Of course, 20 minutes a day is the minimum amount of exercise needed to maintain health and an already healthy weight. Improving your heart health or losing some extra pounds will require more activity. Start with the 20 minutes, then add five or ten minutes to that until you are up to your goal.
Thirty minutes of moderate activity followed by at least ten minutes of vigorous aerobic exercise is a good goal for many people. To find out what sort of exercise routine would be best for you, talk to your doctor or a licensed fitness trainer.
4. Balance Your Fats
Fat used to have a bad reputation, but now we know that some fats are good for you. Omega-3 fats, in particular, are useful for improving heart health. They lower cholesterol, decrease inflammation and have a mild blood-thinning effect. Omega-6 fats are also healthy, but the balance between these two types of fats is essential.
A healthy ratio of Omega-6 to Omega-3 fats is between 1:1 and 4:1. The ratios in a typical western diet are more like 15:1. Studies have found that this imbalance promotes inflammation, which in turn harms heart health. Omega-6 fats are found in seed and plant oils such as soybean, cottonseed, corn, and sunflower oils.
If you check the ingredient list on your favorite packaged food items, you’ll find these types of oils. They are not bad in themselves, but most Americans don’t eat enough foods rich in Omega-3s to correct the balance. These include fish and fish products like cod liver oil, flaxseeds, walnuts, and Chia seeds.
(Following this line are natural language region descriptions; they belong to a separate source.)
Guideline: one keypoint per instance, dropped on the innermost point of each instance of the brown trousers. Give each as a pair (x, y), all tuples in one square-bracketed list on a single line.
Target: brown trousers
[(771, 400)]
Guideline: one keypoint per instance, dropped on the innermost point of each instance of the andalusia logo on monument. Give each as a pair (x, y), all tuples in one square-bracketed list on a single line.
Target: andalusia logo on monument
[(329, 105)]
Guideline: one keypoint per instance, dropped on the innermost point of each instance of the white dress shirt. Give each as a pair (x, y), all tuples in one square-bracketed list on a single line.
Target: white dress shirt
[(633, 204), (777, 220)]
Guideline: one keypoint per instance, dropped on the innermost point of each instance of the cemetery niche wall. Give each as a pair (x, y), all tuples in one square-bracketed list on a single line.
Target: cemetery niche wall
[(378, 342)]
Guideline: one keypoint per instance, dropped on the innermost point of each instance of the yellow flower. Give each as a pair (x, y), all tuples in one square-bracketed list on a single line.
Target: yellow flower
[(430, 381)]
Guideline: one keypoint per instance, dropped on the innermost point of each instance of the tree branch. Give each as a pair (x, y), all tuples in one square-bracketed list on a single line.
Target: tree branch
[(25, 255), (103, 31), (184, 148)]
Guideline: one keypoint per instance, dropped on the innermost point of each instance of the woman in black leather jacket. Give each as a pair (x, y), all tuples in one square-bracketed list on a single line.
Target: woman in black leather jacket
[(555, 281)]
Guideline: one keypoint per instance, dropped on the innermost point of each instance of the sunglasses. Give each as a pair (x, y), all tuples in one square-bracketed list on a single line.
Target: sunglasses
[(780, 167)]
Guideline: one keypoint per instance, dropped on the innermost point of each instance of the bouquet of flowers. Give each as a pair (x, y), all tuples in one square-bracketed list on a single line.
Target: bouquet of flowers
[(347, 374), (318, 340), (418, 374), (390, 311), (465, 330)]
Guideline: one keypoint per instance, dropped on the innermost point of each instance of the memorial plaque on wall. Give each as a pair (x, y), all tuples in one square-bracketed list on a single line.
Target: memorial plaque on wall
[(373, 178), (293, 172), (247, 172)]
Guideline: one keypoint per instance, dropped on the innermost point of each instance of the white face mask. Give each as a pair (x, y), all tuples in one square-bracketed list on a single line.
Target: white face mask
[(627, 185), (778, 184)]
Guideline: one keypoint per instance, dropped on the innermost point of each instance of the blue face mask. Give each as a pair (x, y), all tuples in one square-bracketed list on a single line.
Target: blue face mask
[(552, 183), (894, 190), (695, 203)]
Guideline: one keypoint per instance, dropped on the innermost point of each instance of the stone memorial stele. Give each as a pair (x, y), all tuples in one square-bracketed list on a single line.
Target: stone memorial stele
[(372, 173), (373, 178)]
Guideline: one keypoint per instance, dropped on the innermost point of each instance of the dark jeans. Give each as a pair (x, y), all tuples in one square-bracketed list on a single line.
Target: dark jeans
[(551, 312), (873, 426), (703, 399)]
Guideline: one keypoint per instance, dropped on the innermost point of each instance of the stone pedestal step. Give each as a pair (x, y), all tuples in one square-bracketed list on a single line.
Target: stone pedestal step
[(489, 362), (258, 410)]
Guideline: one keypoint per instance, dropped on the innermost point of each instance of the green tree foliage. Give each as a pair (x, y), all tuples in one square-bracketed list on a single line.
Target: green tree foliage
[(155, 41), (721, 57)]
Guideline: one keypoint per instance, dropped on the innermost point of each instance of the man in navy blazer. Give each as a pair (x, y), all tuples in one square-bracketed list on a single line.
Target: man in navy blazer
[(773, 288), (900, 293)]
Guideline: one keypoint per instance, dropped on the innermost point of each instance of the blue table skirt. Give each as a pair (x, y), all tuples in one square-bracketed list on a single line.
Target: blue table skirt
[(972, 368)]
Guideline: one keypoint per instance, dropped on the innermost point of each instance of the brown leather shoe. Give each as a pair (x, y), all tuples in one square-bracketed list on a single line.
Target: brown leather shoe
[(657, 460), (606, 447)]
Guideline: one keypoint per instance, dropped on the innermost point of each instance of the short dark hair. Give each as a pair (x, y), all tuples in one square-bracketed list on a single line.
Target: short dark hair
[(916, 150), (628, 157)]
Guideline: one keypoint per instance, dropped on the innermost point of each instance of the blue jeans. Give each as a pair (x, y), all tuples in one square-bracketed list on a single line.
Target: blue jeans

In addition to cutting back on foods that contain large amounts of Omega-6 fatty acids and increasing your intake of omega-3 rich foods, you can also take a fish oil supplement. This is an easy way to significantly up your intake of omega-3s. Fish oil supplements have been proven to help fight inflammation and lower cholesterol. They are especially helpful for people who don’t love eating fish.
A healthy heart is essential to a healthy life. Making even one healthy change to your lifestyle this month can go a long way towards improving your heart health in the future.